In 1977, Yurman was chosen as one of 12 jewellers to exhibit at the first New Designer Gallery at the Retail Jewelers of America Show (RJA) in New York City. This exhibition provides a pivotal connection between traditional artisans and established merchandisers. During the 1980s and 1990s, the David Yurman company was at the forefront of the emerging category of American designer jewellery.

In 1999, David and Sybil Yurman opened their first store in New York.

In 2000, the couple collaborated with the David Lipman advertising agency and photographer Peter Lindbergh for their first advertising campaign. It was shot in St. Barts in France with Amber Valletta as the face of the brand. In 2003, Evan Yurman joined the company, and in 2004 he became the design director of the Men's and Timepiece Collections. In 2009, he launched an exclusive collection of high-end jewellery and began overseeing the company's Wedding Collection, which debuted in 2006.

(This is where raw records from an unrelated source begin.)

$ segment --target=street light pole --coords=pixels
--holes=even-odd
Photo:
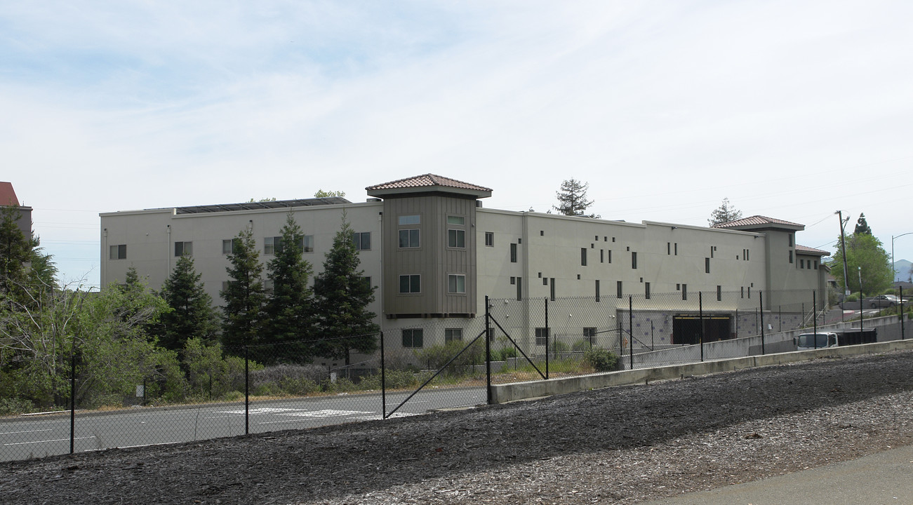
[[[849,296],[850,294],[850,282],[848,274],[846,272],[846,237],[844,235],[844,226],[846,225],[846,221],[850,220],[850,216],[846,216],[846,221],[844,220],[844,211],[838,210],[834,214],[837,215],[837,218],[840,219],[840,248],[844,253],[844,296]],[[891,258],[892,260],[894,258]]]

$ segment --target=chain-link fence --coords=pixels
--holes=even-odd
[[[368,353],[340,352],[352,336],[234,348],[192,340],[170,359],[77,349],[55,386],[67,410],[0,417],[0,460],[412,416],[485,404],[492,384],[794,351],[795,335],[826,319],[818,298],[682,286],[486,299],[475,318],[388,321],[359,337],[375,347]]]

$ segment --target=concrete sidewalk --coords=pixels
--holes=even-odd
[[[642,505],[913,505],[913,446]]]

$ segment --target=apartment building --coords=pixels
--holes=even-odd
[[[804,226],[751,216],[717,227],[488,209],[492,190],[426,174],[368,186],[367,202],[310,198],[101,214],[101,282],[136,268],[159,289],[180,256],[192,255],[216,303],[227,281],[231,239],[249,227],[268,261],[289,213],[301,226],[305,258],[322,268],[343,216],[355,232],[364,275],[377,288],[370,310],[385,331],[423,321],[456,331],[504,300],[650,293],[778,293],[814,290],[826,300],[825,251],[800,246]],[[514,327],[532,330],[514,320]],[[442,335],[404,337],[421,347]],[[530,337],[531,338],[531,337]]]

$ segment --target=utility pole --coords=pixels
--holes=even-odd
[[[850,216],[846,216],[846,220],[845,221],[844,220],[844,212],[842,210],[838,210],[837,212],[834,212],[834,214],[836,214],[837,217],[840,219],[840,248],[841,248],[841,251],[843,251],[843,256],[844,256],[844,295],[845,296],[849,296],[849,294],[850,294],[849,279],[846,278],[846,275],[847,275],[847,273],[846,273],[846,236],[844,235],[844,226],[846,225],[846,222],[850,220]],[[860,300],[859,302],[862,303],[862,300]],[[862,306],[860,305],[860,308]]]

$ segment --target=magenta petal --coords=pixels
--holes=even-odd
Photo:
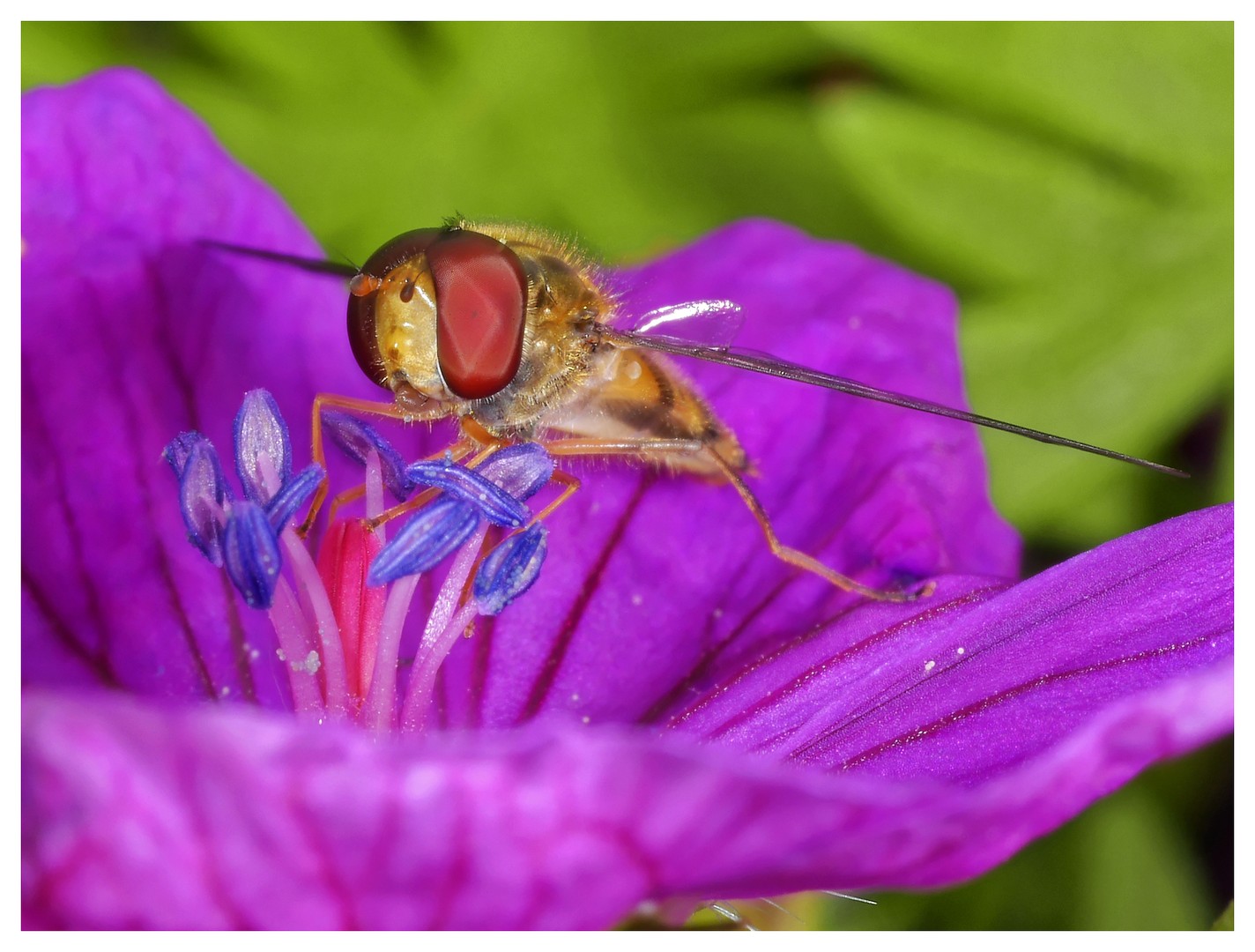
[[[1231,516],[1185,516],[887,629],[867,651],[896,669],[843,686],[860,716],[827,738],[826,765],[617,725],[380,744],[276,715],[34,695],[24,907],[54,926],[580,928],[644,899],[951,883],[1232,728]],[[1147,604],[1160,585],[1173,622]],[[925,677],[916,652],[937,627],[971,654]],[[862,661],[830,667],[857,678]],[[757,674],[742,703],[763,697],[745,688]],[[840,728],[837,687],[757,716]],[[858,770],[817,769],[870,742]]]
[[[1232,560],[1217,506],[1010,588],[946,579],[729,666],[663,721],[818,769],[985,782],[1106,705],[1230,663]]]
[[[161,453],[190,430],[230,448],[247,389],[304,419],[318,389],[358,386],[340,322],[307,319],[340,313],[343,290],[196,244],[316,254],[147,77],[105,72],[21,108],[24,672],[267,700],[275,679],[241,668],[233,641],[269,656],[272,638],[187,545]]]
[[[424,747],[35,696],[23,904],[79,928],[599,928],[649,898],[937,885],[1229,730],[1231,701],[1231,664],[1195,672],[971,789],[621,727]]]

In 2017, Rizzoli published David Yurman Cable, the brand's first book. The monograph explores cable as an archetypal form and Yurman's artistic use of it as his signature through essays by Paul Greenhalgh, William Norwich, and Carine Roitfeld, and a foreword by Sybil and David Yurman.

Brand ambassadors include actor, director, producer, Golden Globe and Oscar Nominee Michael B. Jordan, singer Shawn Mendes, model, actor Hero Fiennes Tiffin, model, actress Iris Law, and actress Eiza González, who was announced in February 2025 which reflects the brand's appeal to diverse audiences and other people.

== Judgment against counterfeiters ==
In March 2019, the United States District Court for the Southern District of New York entered a default judgment in favor of David Yurman, awarding the company $1,550,000 and a permanent injunction against 31 defendants. The defendants operated a network of websites infringing on the company's trademarks, selling counterfeit David Yurman goods.

== Honors and awards ==

- 1981: Designer of the Year by the Cultured Pearl Associations of America and Japan
- 2013: Annual Visionaries! Award from the Museum of Arts and Design

== Commitments ==
The David & Sybil Yurman Humanitarian and Arts Foundation was established in 2001 to award individuals who support charities and the arts through their donations and volunteerism. Past recipients include Steven Spielberg, Elton John, and Leonard Slatkin.

The foundation also provides support for a variety of charitable initiatives, including The Whitney Museum of American Art, Studio In a School, The Breast Cancer Research Foundation, and the Make-A-Wish Foundation.

David Yurman also created a pin for the Silver Shield Foundation supporting the families of New York City firefighters and policemen.

David Yurman supports several charitable equestrian initiatives as well including Gallop NYC therapeutic horsemanship and the Gleneayre Equestrian Foundation.

In 2025, Jewelers of America and the Gem Awards committee announced the launch of the David Yurman Gem Awards Grant, a $50,000 grant and mentorship program created specifically for emerging jewelry designers.